ENGL 291 - Lecture 24 - Students' Choice Novel: Jonathan Safran Foer, Everything is Illuminated

In this first of two lectures on the students' choice end-of-semester novel, Jonathan Safran Foer's Everything is Illuminated (2002), Professor Hungerford models several methods for approaching and evaluating a new work of fiction. She shows how Foer borrows and adapts themes and styles from other authors on the syllabus in service to his ambition as a writer to demonstrate the power of narrative fiction to address the great historical traumas of our time.

ENGL 291 - Lecture 23 - Edward P. Jones, The Known World (cont.)

In this second lecture on The Known World, Professor Hungerford addresses Edward P. Jones's ambitious and ambivalent relation to literacy. Jones shows us the power of narrative to bring together the fragmentation of the world, but is at the same time deeply aware of the fragility of text, all of the ways it can be destroyed, misinterpreted, abused, or lost.

ENGL 291 - Lecture 22 - Edward P. Jones, The Known World

In the first of her two lectures on Edward P. Jones's The Known World, Professor Hungerford begins from the novel's title, asking what counts as knowledge in the novel and why knowledge is central to the story. This leads to related questions: who is a knower, and what can be known? Highlighting several different versions of how knowledge of the past is communicated through storytelling within the novel, she draws distinctions between Jones's model of historical knowledge and that of other writers on the syllabus.

ENGL 291 - Lecture 21 - Philip Roth, The Human Stain (cont.)

In this final lecture on The Human Stain, Professor Hungerford argues that desire is the engine of narrative, for Roth, both at the structural level and in the very grammar of his sentences. Sex and writing are alike in their attempt to cross the boundaries between persons. Passing does not only occur racially, but is also likened to the process whereby a writer, like Roth or his proxy Nathan Zuckerman, comes to inhabit the subjectivities of other characters.

ENGL 291 - Lecture 20 - Philip Roth, The Human Stain (cont.)

In this lecture Professor Hungerford discusses how the novels we read are shaped by legal and market constraints. She traces a history of censorship from the Comstock laws, to the policing of Joyce's Ulysses and Ginsberg's Howl, and shows how changes in publishing practices have tended to penalize more unusual, less profitable books. Hungerford also touches on the canon debates of the 80s and 90s (citing John Guillory and Toni Morrison), and the issues of intellectual property and internationalization raised by digital literature.

ENGL 291 - Lecture 19 - Philip Roth, The Human Stain

In this lecture on The Human Stain, Professor Hungerford traces the ways that Roth's novel conforms to and pushes beyond the genre she calls the Identity Plot. Exploring the various ways that race can be construed as category, mark, biology, or performance, the novel ultimately construes the defining characteristic of its protagonist's race to be its very concealment. Secrecy is, for Roth, the source of identity and the driving force behind desire and narrative.

ENGL 291 - Lecture 18 - Cormac McCarthy, Blood Meridian (cont.)

In this second lecture on Blood Meridian, Professor Hungerford builds a wide-ranging argument about the status of good and evil in the novel from a small detail, the Bible the protagonist carries with him in spite of his illiteracy. This detail is one of many in the text that continually lure us to see the kid in the light of a traditional hero, superior to his surroundings, developing his responses in a familiar narrative structure of growth.

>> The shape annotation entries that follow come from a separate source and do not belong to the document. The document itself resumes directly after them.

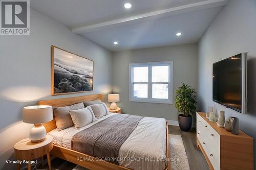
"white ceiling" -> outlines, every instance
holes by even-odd
[[[112,51],[197,42],[227,0],[31,0],[32,8]],[[131,3],[131,9],[123,8]],[[177,37],[176,33],[183,34]],[[114,45],[114,41],[118,44]]]

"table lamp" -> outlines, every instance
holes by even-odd
[[[38,105],[25,107],[23,108],[23,122],[34,124],[30,130],[29,139],[31,142],[37,143],[44,141],[46,136],[46,128],[42,123],[53,119],[52,106]]]
[[[110,105],[110,110],[115,110],[117,109],[117,106],[116,102],[120,101],[119,94],[110,94],[108,95],[109,102],[112,102]]]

ENGL 291 - Lecture 16 - Marilynne Robinson, Housekeeping (cont.)

At the very beginning of the course, Professor Hungerford offered students the opportunity to pitch a novel of their choice to fill the final spot on the syllabus. Today six students rise to that challenge, presenting their arguments for why each book would complete the intellectual trajectory established thus far. While the Teaching Assistants tally the results of the class vote, Professor Hungerford provides some final thoughts about the theme of loss in Marilynne Robinson's Housekeeping.

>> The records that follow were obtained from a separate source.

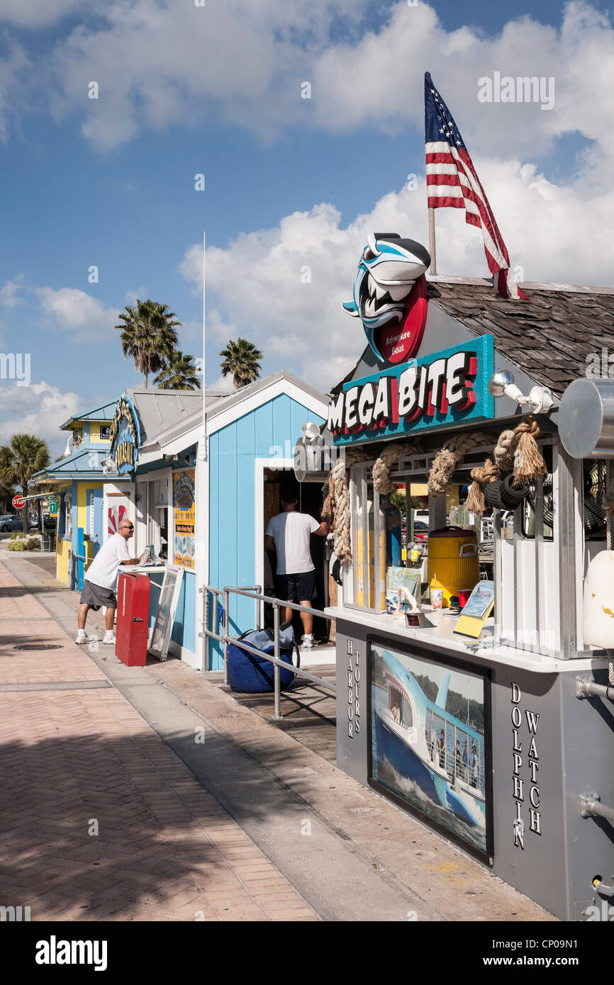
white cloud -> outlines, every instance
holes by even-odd
[[[0,288],[0,304],[13,308],[23,303],[23,297],[20,297],[18,292],[23,291],[24,287],[23,274],[18,274],[13,281],[6,281],[4,287]]]
[[[14,42],[8,45],[8,53],[0,57],[0,142],[5,144],[12,126],[18,118],[18,108],[22,105],[22,88],[30,89],[33,84],[29,75],[31,62],[25,49]]]
[[[556,184],[532,164],[483,160],[479,173],[524,280],[611,283],[614,191],[603,192],[592,170]],[[340,213],[323,203],[275,229],[243,233],[226,249],[209,247],[209,338],[246,337],[262,350],[267,371],[283,366],[326,390],[366,345],[360,320],[346,315],[341,302],[352,296],[367,234],[386,230],[428,244],[425,200],[423,182],[413,192],[390,192],[345,228]],[[440,209],[436,217],[439,272],[487,277],[480,231],[458,210]],[[303,283],[306,267],[310,283]],[[180,270],[199,292],[200,244],[186,251]]]
[[[47,51],[40,71],[48,73],[56,118],[79,114],[84,136],[102,151],[143,128],[190,126],[211,115],[264,139],[286,124],[335,134],[366,126],[420,131],[425,69],[473,154],[534,155],[575,130],[614,147],[603,125],[614,34],[607,16],[589,4],[568,4],[560,26],[522,17],[491,36],[468,27],[446,31],[425,2],[397,0],[376,30],[365,26],[366,10],[373,19],[366,0],[226,0],[200,8],[108,0],[96,21]],[[552,76],[554,108],[480,102],[478,79],[495,71]],[[87,98],[90,81],[99,83],[98,99]],[[301,98],[305,81],[310,99]],[[374,141],[367,161],[376,152]]]
[[[0,0],[0,24],[46,28],[86,7],[86,0]]]
[[[97,297],[76,288],[34,288],[40,309],[52,328],[61,329],[75,342],[101,342],[110,338],[117,323],[115,308],[104,307]]]
[[[58,431],[59,426],[83,410],[83,399],[76,393],[62,393],[44,380],[24,387],[2,382],[0,442],[4,443],[16,432],[37,434],[49,443],[53,458],[66,443],[66,436],[62,437]]]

ENGL 291 - Lecture 15 - Marilynne Robinson, Housekeeping

Professor Hungerford situates Marilynne Robinson's novel Housekeeping (1980) in a tradition of American writing about the individual's relationship to nature that includes the powerful influences of the Bible, Herman Melville, and Ralph Waldo Emerson. The loss of identity that Emerson describes as becoming a "transparent eyeball" in the woods, Robinson brings into the realm of the home, the built environment.